Bill’s behind the till, Lucy’s busy arranging fresh pastries and croissants in baskets on the counter, and Rachel and I are racing round the shop checking that all the books are exactly where they should be, all the sofas at exactly the right angle.

‘I don’t believe it,’ I say, turning to the door with a grin as it rattles, and already there are two people outside, ignoring the fact that the closed sign is up, peering through the window and attempting to open the locked door, despite the sign saying we don’t open for another ten minutes.

‘Must be a good omen,’ Lucy laughs.

‘What do you think?’ I check my watch. ‘Shall we do it? Shall we let them be our first customers?’

The two women don’t show any sign of giving up, so I grab a key from the counter and go to the door to let them in, the smile on my face completely obliterating the fact that I’m as nervous as hell. Our first customers! What will they think? Will they buy anything? Will they stay and have coffee? Will they approve?

I catch Lucy’s eye, and she gives me the thumbs up. I swing the door open, wishing the women good morning and welcoming them in.

‘We just couldn’t wait,’ one of them says, bustling in with her shopping bags.

‘Sorry we’re so early,’ the other says, ‘it’s just that we’ve been watching this for weeks, and we were dying to have a look round. Goodness, are we your first customers?’

I nod, noting that all four of us have identical grins on our faces.

‘What do you think, Shirley?’ The shorter one turns to her friend. ‘Coffee first or browsing first?’

Shirley sniffs, then looks over at the counter, where Lucy is beaming.

‘We’ve got delicious home-made Danish pastries,’ Lucy says, tempting them over, and the pair of them succumb to Lucy’s smile and sit down in the café area to have coffee.
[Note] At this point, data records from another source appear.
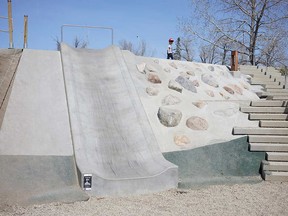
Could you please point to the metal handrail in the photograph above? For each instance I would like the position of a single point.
(7, 31)
(83, 26)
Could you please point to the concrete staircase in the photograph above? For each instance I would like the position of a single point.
(272, 113)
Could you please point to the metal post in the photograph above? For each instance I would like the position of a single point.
(10, 23)
(234, 61)
(81, 26)
(286, 79)
(25, 30)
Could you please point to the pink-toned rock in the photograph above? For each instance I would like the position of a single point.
(224, 96)
(167, 70)
(228, 89)
(169, 117)
(211, 68)
(210, 80)
(171, 100)
(152, 91)
(237, 89)
(191, 73)
(141, 67)
(197, 123)
(181, 140)
(195, 83)
(153, 78)
(175, 86)
(210, 93)
(149, 68)
(172, 64)
(200, 104)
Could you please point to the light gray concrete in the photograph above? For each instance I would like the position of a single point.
(269, 103)
(265, 116)
(268, 147)
(264, 109)
(37, 103)
(258, 131)
(276, 124)
(275, 165)
(268, 139)
(36, 153)
(275, 176)
(277, 156)
(112, 137)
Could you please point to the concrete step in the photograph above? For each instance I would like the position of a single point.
(261, 116)
(252, 73)
(268, 103)
(275, 176)
(276, 97)
(274, 165)
(277, 156)
(274, 94)
(275, 124)
(268, 139)
(278, 90)
(263, 81)
(260, 131)
(264, 109)
(268, 147)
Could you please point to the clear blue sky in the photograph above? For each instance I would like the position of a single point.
(154, 21)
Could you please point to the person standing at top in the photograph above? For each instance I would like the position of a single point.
(169, 50)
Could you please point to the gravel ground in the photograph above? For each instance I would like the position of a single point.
(264, 198)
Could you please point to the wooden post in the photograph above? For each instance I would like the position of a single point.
(25, 31)
(10, 23)
(234, 61)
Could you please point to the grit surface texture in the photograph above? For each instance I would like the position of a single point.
(246, 199)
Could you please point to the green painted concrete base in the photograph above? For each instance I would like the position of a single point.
(223, 163)
(39, 179)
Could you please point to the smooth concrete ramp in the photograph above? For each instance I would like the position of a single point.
(112, 137)
(36, 153)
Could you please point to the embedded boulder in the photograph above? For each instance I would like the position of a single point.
(172, 64)
(181, 140)
(149, 68)
(171, 100)
(175, 86)
(211, 68)
(153, 78)
(191, 73)
(210, 80)
(197, 123)
(185, 83)
(152, 91)
(141, 67)
(210, 93)
(169, 117)
(228, 89)
(200, 104)
(237, 89)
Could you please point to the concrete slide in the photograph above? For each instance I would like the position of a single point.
(113, 140)
(36, 152)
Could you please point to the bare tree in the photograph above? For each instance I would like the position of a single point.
(243, 23)
(77, 43)
(140, 50)
(187, 50)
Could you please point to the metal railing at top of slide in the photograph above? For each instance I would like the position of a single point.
(83, 26)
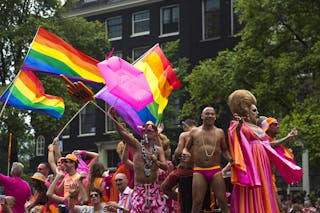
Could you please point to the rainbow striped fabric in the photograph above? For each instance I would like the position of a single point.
(133, 117)
(27, 93)
(159, 74)
(50, 54)
(161, 80)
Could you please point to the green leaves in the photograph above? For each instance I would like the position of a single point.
(277, 59)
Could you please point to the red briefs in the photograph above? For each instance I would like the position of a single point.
(208, 173)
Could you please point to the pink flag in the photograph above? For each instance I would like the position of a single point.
(126, 82)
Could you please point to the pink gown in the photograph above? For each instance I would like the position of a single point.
(251, 173)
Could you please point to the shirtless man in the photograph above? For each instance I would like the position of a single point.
(148, 156)
(207, 141)
(185, 165)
‘I must say,’ Shirley says, as they deposit their shopping on the floor, ‘you’ve done a beautiful job here. Look at how lovely and sunny it is. Just what this area needed.’

‘That’s exactly what we thought,’ Lucy says. ‘I hope everyone feels the same way.’

‘Just as long as I don’t walk out without Angela’s Ashes ,’ Shirley says. ‘Don’t let me forget, Hilary. I’ve been meaning to read it for ages.’ Lucy winks at me from behind the counter, and I scurry off to dig through the pile of biographies and memoirs on the table at the front until I find Frank McCourt, and take it over to Shirley and Hilary.

‘Oh, what an angel you are,’ Shirley says. ‘I wish more shops would take a leaf out of your book,’ and I walk away feeling a deep satisfaction.

An hour later and there have already been six more people in the shop. Four of them are still here, quietly turning pages, two on the sofas and two in the café, and the others just ran in to buy new titles.

But everyone does seem to agree with Shirley, or perhaps they’re just saying it to be polite, but people seem genuinely impressed with us, with what we’ve done, and by the end of the day we realize we’ve sold twenty-one paperbacks and sixteen hardbacks, plus taken orders for four more books that we haven’t got in stock, which, all in all, as Bill said, was ‘pretty damn marvellous’.